Aufgabengebiet
einer Hundetherapeutin:
Aufgaben sind Problemfälle aller Art, egal ob Zerstörungswut, Bissigkeit, Nicht-Allein-Bleiben Können, Dominanzverhalten, Blinde oder taube Hunde usw.
Die Aufgabe umfasst Beratung, Analyse und Behebung der ungewünschten Verhaltensmuster.
Die Mitarbeit der jeweiligen Hundebesitzer ist für eine sinnvolle Therapie unbedingt notwendig, insbesondere da die meisten „Fehlverhalten“ von Hunden auf Unkenntnis ihrer Besitzer beruhen (Missverständnisse).
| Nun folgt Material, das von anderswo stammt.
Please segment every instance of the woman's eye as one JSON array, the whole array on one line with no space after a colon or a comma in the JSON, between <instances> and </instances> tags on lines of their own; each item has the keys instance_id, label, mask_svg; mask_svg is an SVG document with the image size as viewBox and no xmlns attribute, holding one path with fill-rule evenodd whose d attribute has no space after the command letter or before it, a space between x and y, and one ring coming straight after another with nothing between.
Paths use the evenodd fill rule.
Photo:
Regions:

Beim ersten Mal Vorsprechen mit Ihrem Hund wird zuerst der Hund analysiert (Vorgeschichte, Art des Fehlverhaltens und Ursache). Ich mache mir ein Bild von Ihrem Hund, führe einige Tests mit dem Hund (in Ihrem Beisein) durch.
Dann kommt der Besitzer dran, wie geht er auf den Hund ein, wie reagiert er bei Fehlverhalten, wie gehen die anderen Familienmitglieder damit um.
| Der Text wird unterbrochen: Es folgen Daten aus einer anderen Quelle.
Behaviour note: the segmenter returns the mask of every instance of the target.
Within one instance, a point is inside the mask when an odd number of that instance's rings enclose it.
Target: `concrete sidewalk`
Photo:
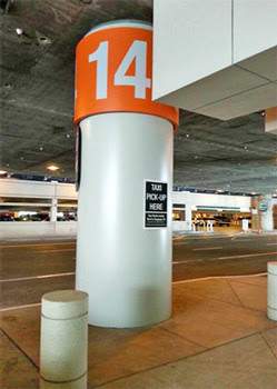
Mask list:
[[[151,328],[89,328],[88,388],[277,387],[277,322],[266,277],[174,285],[174,315]],[[39,388],[40,307],[1,312],[1,388]],[[57,388],[58,389],[58,388]]]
Es werden sehr viele auch private Fragen gestellt und es ist sehr wichtig diese so ehrlich wie möglich zu beantworten, denn alles zusammen ergibt ein ziemlich klares Bild darüber wo das Problem liegt.
Alle Auskünfte Ihrerseits unterliegen der Schweigepflicht.
Nach dieser ersten Sitzung mit Ihrem Hund und Ihnen, werden Ihnen schon die ersten wichtigen Schritte mitgeteilt bzw. Ihnen auch erklärt warum Ihr Hund so handelt und wie Abhilfe geschaffen werden kann.
Nun liegt es an Ihnen ob Sie bereit sind alles Notwendige zu unternehmen um wieder ein gutes Familienmitglied zu bekommen.
Natürlich ist es in manchen Fällen von Nöten, auch die Lebensgewohnheiten des Besitzers zu ändern, aber wie gesagt, ohne Mithilfe geht gar nichts. Darüber müssen sich alle Beteiligten voll im Klaren sein.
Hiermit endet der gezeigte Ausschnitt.